Mit jungfräulichen 972 Kilometern auf der Uhr trat sie ihren Dienst an und wurde sogleich auf eine erste Tour durch das Elsass entführt, der die ersten 1.000 zusätzlichen Kilometer auf das Konto des Dauertesters spülte. Ausgerüstet ist unser Dauertestbike mit einem kleinen Windschild sowie Softbags für den Gepäcktransport. Kollege Stefan Kaschel notierte dabei seine ersten Eindrücke.

Es gibt viele, die haben sie nicht auf dem Zettel , schon gar nicht auf dem für ihren nächsten Motorradkauf. Aprilia Shiver – das ist und bleibt wohl auch in Zukunft eine eher graue Maus in der gerade so beliebten und umkämpften Motorrad-Mittelklasse.
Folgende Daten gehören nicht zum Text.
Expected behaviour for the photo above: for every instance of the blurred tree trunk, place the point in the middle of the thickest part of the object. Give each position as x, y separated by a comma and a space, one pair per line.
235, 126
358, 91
Daran wird vermutlich weder die  grelle Lackierung mit Gitterrohrverbund und Ventildeckeln in Signalrot etwas ändern, noch der MOTORRAD-Dauertest. Und dennoch: Jetzt ist sie da, die Shiver 900, und ihren ersten Trip hat sie auch bereits im stabilen Fahrwerk stecken.
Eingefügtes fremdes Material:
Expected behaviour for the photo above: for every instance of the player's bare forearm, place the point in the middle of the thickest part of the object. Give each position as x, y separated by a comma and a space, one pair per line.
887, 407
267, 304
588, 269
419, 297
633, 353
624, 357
Vier Tage Elsass, vier Tage Kurven und Fahrbahnbeläge aller Couleur, vier Tage kaum Verkehr. Das waren ideale Voraussetzungen, um eine erste Duftmarke zu setzen. Ausgestattet mit kleinen, aber durchaus praktischen Softbags und einem Tankrucksack aus dem Aprilia-Zubehörprogramm erwies sich die Shiver als angenehme, unkomplizierte Begleiterin. Die Ergonomie ist auch für Menschen über 1,80 Meter gelungen, das Cockpit ist übersichtlich, die Bremsen sind wirkungsvoll und gut dosierbar. Als echter Landstraßen-Held entpuppt sich der Motor, der weniger auf Spitzenleistung als auf verwertbaren Druckim mittleren Drehzahlbereich setzt. Ab zirka 3.500/min schiebt er polternd und mit Nachdruck an, fühlt sich im mittleren Drehzahlbereich pudelwohl und dreht auch gerne und willig bis in fünfstellige Drehzahlen.
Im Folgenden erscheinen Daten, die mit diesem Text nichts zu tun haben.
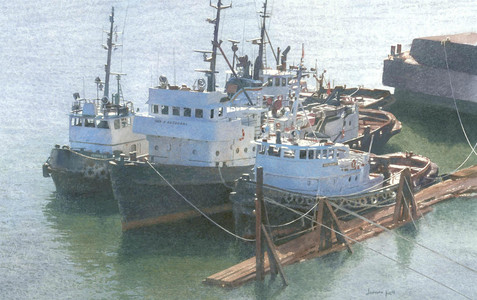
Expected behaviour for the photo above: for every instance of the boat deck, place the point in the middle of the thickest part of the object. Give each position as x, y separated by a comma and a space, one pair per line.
462, 183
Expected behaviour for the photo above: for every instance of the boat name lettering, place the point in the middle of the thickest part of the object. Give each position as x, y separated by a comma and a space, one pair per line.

Aber die braucht es selten. Häufig jedoch fällt die Drehzahl, speziell bei Ortsdurchfahrten, unter die 3.000er Marke, und dann schüttelt und rüttelt es heftig im Gebälk. Konstantfahr-Ruckeln ist ebenfalls ein Thema für den 90-Grad-V2, der seine übersichtlichen 95 PS bei knapp 9.000/min entwickelt. Also besser einen Gang niedriger durch die kleinen, beinahe verwunschenen Elsass-Orte mit ihren historischen Stadtkernen, indenen die Welt stehengeblieben scheint. Die Beziehung zur Shiver hingegen hat sich in diesen vier Tagen entwickelt: gelungene Ergonomie, ein Verbrauch zwischen fünf und sechs Litern (je nach Fahrweise) und eine damit verbundene Reichweite zwischen gut 200 und rund 300 Kilometern, ein ordentliches Fahrwerk und mit dem Pirelli Angel eine homogene Erstbereifung  – da flammt der Wunsch nach mehr nur selten auf. Der Wunsch nach einem Flammkuchen und einem guten Glas Wein hingegen fuhren immer mit. Ebenso wie die Gewissheit: Diese Aprilia wird schnell vom Mauerblümchen zur Mauerblume werden und den MOTORRAD-Dauertestfuhrpark bereichern. Garantiert!

Foto: Stefan Glück
Aprilia Shiver 900 auf dem Prüfstand.
Aprilia Shiver 900 auf dem Prüfstand.

Dauertest-Standards absolviert

Bevor der Zweizylinder aber endgültig in den Redaktionsalltag entlassen wurde, musste er sich auf dem Prüfstand messen lassen.

Danach folgte noch die Eingangsmessung sowie die Verplombung des Motors und eine Kompressionsmessung. Ungefähr bei 25.000 km veröffentlicht MOTORRAD dann eine Dauertest-Zwischenbilanz; nach 50.000 Kilometern folgen Abschlussmessungen, bevor der Motor der Shiver zerlegt und begutachtet wird.